Our research represents a retrospective evaluation of a Phase II study. Our foremost aim was to pinpoint specific endpoints, with the anticipation of their prospective utilization in future studies, underpinned by a more robust sample size. Our results suggest that 40 Hz combined visual and auditory gamma-sensory stimulation therapy may have beneficial effects on MRI pathophysiological features of AD and other neurodegenerative diseases. Six months of treatment significantly attenuated total and regional white matter volume loss and significantly reduced myelin content loss, consistently across the same brain regions. Specifically, white matter structures with statistically significant differences in volume or myelin content were better preserved in the active treatment group with the most significant difference in the entorhinal region, which is an important structure relevant to AD pathology. (See a comparison of p values and adjusted p values for white matter volume (Supplementary Table 3) and myelin content (Supplementary Table 4). Further larger studies (such as the HOPE pivotal study (NCT05637801)) may provide additional insights into this promising therapeutic strategy to improve function and cognition in AD and possibly other neurodegenerative diseases that are vulnerable to white matter abnormalities.

ACKNOWLEDGMENTS

We would like to thank all patients and their caregivers who participated in OVERTURE. We also would like to thank Paul Solomon, Elizabeth Vassey, Michelle Papka, and Mark Brody for their collaboration, Karen Martin and Holly Mrozak for data management, and Khalil Saikali for his edits. We also would like to thank Brent Vaughan for his ongoing support during this study.

FUNDING

Financial support for this work is provided by Cognito Therapeutics, Inc.

CONFLICT OF INTEREST

Mr. Xiao Da is an employee of and owns stock options in Cognito Therapeutics, Inc. and has patent applications assigned to Cognito Therapeutics, Inc. Mr. Evan Hempel is an employee of and owns stock options in Cognito Therapeutics, Inc. Dr. Yangming Ou receives grant support from Abbott Inc. Ms. Olivia Elizabeth Rowe is an employee of and owns stock options in Cognito Therapeutics, Inc and receives consulting fees from the MGH Athinoula A Martinos Center for Biomedical Imaging. Mr. Zach Malchano is an employee of and holds stocks and options in Cognito Therapeutics, Inc and has issued patents and applications assigned to Cognito Therapeutics, Inc.
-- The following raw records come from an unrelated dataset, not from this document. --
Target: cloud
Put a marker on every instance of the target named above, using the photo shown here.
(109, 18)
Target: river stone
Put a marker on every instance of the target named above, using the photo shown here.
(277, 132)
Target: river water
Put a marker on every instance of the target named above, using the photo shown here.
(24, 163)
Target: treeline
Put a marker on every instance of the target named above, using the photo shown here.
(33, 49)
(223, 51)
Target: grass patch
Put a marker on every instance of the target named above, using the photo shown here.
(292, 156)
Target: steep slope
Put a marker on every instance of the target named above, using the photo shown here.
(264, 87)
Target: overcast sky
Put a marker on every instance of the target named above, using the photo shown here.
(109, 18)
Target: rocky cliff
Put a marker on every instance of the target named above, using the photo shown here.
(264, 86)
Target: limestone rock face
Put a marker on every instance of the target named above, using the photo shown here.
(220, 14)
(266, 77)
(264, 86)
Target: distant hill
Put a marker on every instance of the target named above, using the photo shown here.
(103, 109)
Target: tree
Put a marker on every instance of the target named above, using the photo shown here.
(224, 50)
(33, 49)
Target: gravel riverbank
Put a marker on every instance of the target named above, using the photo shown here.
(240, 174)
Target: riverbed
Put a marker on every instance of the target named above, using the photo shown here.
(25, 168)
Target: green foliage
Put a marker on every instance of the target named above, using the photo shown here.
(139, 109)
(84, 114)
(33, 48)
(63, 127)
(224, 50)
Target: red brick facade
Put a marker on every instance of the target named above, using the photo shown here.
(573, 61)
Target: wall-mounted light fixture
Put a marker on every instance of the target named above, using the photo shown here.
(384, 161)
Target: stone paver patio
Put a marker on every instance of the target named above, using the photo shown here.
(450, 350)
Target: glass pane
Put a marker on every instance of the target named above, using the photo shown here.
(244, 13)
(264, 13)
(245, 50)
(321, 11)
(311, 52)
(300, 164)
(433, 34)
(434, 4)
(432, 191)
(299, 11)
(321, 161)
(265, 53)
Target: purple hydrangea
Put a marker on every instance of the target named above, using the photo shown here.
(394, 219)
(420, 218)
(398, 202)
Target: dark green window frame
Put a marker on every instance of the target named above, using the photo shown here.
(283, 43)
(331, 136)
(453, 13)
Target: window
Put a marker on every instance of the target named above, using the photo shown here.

Dr. Mihály Hajós is an employee of and owns stocks in Cognito Therapeutics, Inc, has patent applications assigned to Cognito Therapeutics, Inc, and is a shareholder of Biogen and Pfizer. Dr. Ralph Kern is an employee of Cognito Therapeutics, Inc, and is on the Scientific Advisory Board of Brainstorm Cell Therapeutics. Dr. Jonathan Thomas Megerian received payments from Cognito Therapeutics for his services as Acting Chief Medical Officer. Dr. Aylin Cimenser is an employee of and owns stock options in Cognito Therapeutics, Inc. and has patent applications assigned to Cognito Therapeutics, Inc, and is a shareholder of Boston Scientific.

DATA AVAILABILITY

The data supporting the findings of this study are available on request from the corresponding author. The data are not publicly available due to privacy or ethical restrictions.